Maggie and the Law by Judith Stacey

Maggie Peyton is sharing a stagecoach with Sheriff Spence Harding when the stagecoach is stopped and they are both robbed. During their trek back to the closest town, Marlow, she tells him that she is in town to steal back a statue from the local museum of curiousities. She does this, however, not knowing that he is the town sheriff, so when she finds out, she feels humiliated. Even more humiliating is having to rely on his help to find food and lodging.

What she keeps to herself is that she is the responsible for the statue of the goddess being stolen. Even though Maggie has a university degree and is the daughter of a well-known professor of anthropology and archaeology, she was duped, and the statue, which her father had discovered on a dig, was stolen from their home. Now, she is determined to get it back before her father discovers it is missing.

Worse yet is that the statue has powers. It is of a well-known (to the people of the area where it was discovered anyway) love goddess, and anyone who touches it falls in love with the next person they touch. It was for precisely this reason that her father kept it in a hidden place, and as she interacts with the townspeople, she can see the influence of the statue everywhere she looks.

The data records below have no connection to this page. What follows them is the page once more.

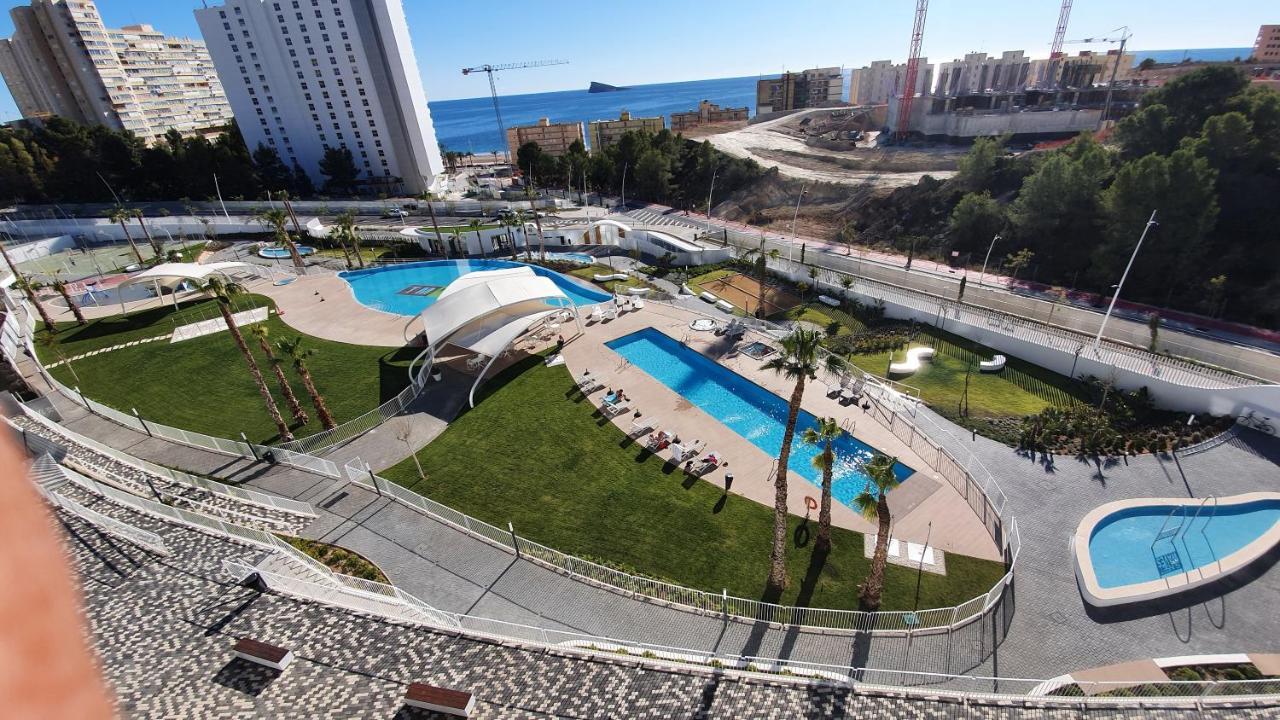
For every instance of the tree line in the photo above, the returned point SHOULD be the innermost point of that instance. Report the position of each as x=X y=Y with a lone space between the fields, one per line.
x=1202 y=150
x=661 y=167
x=60 y=160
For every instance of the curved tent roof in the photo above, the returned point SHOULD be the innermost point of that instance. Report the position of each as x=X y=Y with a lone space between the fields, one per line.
x=172 y=274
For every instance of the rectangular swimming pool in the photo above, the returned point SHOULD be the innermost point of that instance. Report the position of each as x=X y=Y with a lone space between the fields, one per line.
x=745 y=408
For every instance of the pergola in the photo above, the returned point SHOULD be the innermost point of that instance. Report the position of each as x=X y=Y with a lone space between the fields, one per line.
x=488 y=310
x=173 y=274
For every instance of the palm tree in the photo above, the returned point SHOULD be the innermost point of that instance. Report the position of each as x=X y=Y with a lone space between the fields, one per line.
x=346 y=226
x=32 y=287
x=122 y=214
x=224 y=291
x=60 y=286
x=261 y=332
x=824 y=433
x=873 y=504
x=292 y=349
x=155 y=246
x=278 y=220
x=800 y=358
x=475 y=227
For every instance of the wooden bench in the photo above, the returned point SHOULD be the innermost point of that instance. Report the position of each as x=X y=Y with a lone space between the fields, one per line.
x=263 y=654
x=439 y=700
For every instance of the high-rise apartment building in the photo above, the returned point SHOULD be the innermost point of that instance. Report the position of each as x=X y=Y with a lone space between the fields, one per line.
x=881 y=81
x=1266 y=48
x=62 y=60
x=304 y=76
x=604 y=133
x=553 y=139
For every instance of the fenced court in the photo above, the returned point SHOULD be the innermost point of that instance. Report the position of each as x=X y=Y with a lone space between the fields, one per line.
x=744 y=292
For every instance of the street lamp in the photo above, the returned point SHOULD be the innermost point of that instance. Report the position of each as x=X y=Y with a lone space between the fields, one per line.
x=990 y=247
x=794 y=215
x=1097 y=341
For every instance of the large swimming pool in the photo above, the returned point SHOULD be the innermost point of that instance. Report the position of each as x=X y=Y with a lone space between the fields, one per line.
x=745 y=408
x=407 y=290
x=1124 y=547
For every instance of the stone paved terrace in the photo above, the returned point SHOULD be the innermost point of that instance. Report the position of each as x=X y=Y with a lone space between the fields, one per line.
x=163 y=629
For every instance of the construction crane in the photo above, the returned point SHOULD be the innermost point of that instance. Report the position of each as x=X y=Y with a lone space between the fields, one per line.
x=1115 y=67
x=913 y=69
x=1055 y=51
x=493 y=89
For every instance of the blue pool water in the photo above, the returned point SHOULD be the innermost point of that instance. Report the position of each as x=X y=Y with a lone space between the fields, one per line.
x=1121 y=551
x=280 y=253
x=745 y=408
x=407 y=290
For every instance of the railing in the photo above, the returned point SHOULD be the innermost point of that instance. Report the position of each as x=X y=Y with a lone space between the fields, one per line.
x=137 y=536
x=178 y=477
x=1137 y=360
x=933 y=620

But Spence isn't going to let her steal the statue on his watch. Even as she gained his respect for carrying her many heavy books along with them after the stage robbery without complaint for miles, he isn't going to let Maggie turn thief. Not in his town. Strangely, he feels himself falling for her, especially after she breaks into the museum and they both end up handling the statue. But he refuses to jail her, and instead helps her get a job to support herself, and gives her a place to stay while she is in town. The statue stays in the jailhouse until the owner of the museum comes back from the trip he is on.

Spence feels he must keep Maggie safe, and he's upset when she finds one of the outlaws that robbed the stagecoach hiding in her barn and insists on feeding him and cleaning him up, feeling him to be no more than a boy who made some bad decisions in life.

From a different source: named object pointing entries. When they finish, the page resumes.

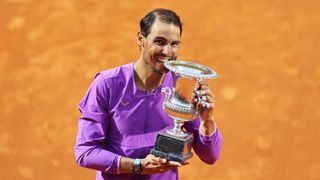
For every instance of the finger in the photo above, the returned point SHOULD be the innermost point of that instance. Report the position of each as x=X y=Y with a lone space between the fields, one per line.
x=174 y=163
x=186 y=163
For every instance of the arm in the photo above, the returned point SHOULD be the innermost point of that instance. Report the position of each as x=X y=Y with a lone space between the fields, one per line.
x=90 y=149
x=208 y=140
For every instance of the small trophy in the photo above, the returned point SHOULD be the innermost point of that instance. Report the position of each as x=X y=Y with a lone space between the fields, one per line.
x=175 y=144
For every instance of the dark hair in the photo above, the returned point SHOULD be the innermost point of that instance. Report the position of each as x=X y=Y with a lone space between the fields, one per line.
x=164 y=15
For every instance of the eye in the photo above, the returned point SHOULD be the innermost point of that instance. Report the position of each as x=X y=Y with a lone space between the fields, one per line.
x=175 y=44
x=159 y=42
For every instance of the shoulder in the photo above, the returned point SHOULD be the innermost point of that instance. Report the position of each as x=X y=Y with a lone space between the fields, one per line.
x=120 y=72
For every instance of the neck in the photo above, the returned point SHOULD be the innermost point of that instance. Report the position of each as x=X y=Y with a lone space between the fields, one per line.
x=145 y=78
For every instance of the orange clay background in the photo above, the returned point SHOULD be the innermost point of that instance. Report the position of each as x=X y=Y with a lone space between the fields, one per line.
x=267 y=94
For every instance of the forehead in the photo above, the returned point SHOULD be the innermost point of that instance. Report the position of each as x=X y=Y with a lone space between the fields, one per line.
x=162 y=29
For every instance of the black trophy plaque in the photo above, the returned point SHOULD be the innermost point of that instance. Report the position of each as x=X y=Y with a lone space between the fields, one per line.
x=173 y=148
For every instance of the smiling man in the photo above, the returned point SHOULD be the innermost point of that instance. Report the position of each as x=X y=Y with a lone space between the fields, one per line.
x=121 y=113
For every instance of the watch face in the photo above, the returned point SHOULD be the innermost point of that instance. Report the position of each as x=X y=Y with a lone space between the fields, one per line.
x=136 y=168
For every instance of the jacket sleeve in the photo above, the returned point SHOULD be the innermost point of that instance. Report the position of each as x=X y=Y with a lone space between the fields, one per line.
x=206 y=147
x=92 y=125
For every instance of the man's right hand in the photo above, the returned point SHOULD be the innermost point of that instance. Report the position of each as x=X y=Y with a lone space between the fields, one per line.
x=152 y=164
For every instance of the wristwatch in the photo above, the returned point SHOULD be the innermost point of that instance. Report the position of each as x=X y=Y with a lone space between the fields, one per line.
x=136 y=167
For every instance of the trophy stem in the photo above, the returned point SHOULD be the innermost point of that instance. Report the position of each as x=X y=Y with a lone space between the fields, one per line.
x=177 y=130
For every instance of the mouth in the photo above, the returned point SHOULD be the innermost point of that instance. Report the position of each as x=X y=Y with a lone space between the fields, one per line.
x=162 y=59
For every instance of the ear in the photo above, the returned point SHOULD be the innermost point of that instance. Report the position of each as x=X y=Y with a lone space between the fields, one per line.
x=140 y=39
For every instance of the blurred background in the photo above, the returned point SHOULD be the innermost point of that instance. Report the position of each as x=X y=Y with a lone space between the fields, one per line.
x=267 y=94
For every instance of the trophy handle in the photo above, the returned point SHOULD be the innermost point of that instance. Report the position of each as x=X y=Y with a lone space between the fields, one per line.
x=167 y=93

But when the outlaws return for a little more loot and plunder, will Spence and the former boy outlaw be able to keep Maggie safe from the other outlaws? And will Spence be able to convince Maggie to stay with him and be his bride? Or will he lose her to the cold,lonely world of Acadamia that she has always inhabited?

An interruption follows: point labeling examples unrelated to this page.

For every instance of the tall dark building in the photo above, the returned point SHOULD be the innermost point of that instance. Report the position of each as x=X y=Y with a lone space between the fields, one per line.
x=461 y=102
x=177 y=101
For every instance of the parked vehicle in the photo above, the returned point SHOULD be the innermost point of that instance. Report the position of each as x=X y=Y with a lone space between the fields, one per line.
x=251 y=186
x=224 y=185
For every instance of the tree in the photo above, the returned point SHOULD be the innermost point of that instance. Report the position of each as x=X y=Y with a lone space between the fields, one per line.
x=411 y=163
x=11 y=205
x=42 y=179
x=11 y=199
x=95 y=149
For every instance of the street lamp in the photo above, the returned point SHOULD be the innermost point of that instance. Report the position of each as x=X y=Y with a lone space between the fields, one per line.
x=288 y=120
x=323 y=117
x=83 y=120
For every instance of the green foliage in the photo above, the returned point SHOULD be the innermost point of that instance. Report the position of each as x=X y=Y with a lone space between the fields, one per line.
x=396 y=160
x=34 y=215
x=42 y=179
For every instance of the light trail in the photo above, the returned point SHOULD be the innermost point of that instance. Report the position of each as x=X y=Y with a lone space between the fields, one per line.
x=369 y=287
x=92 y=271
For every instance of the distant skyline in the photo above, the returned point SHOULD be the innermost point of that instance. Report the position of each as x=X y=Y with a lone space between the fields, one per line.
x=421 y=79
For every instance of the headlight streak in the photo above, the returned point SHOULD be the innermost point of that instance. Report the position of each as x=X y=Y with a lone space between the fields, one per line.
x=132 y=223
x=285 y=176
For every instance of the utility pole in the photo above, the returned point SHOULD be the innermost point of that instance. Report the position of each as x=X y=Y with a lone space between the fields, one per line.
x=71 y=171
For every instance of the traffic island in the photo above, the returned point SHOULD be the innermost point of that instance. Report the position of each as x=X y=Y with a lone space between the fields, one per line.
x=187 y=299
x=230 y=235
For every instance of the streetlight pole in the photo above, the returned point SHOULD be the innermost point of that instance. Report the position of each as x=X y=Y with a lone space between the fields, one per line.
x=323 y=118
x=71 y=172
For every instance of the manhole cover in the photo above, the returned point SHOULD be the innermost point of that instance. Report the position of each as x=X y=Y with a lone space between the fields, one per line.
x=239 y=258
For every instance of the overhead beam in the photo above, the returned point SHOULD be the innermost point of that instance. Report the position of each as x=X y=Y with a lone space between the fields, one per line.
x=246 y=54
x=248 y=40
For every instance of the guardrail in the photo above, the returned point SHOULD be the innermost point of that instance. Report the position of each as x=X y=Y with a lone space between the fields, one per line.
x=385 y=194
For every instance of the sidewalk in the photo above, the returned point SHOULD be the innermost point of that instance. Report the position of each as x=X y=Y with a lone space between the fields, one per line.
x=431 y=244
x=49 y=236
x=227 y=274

Most of the monthly romances by Harlequin are fast reads, but this one was even faster than most of them. It's light and humorous, and features the statue of a love goddess that has the ability to bring people together and make them fall in love. Maggie feels that she is useless in Marlow, with her book learning not being applicable to kind of daily life that the people in Marlow must live, and she feels judged as useless by the people of the town.

But in the end, she finds that all her book learning makes her respected, and her stories of life on adventures with her father makes her loved and wanted by both the town's teacher and the children, and, after tangling with the statue, she finds herself falling in love with Spence. But is it the statue that has made them fall in love, or is it just true love? To learn that, you'll have to read the book yourself, which I heartily recommend.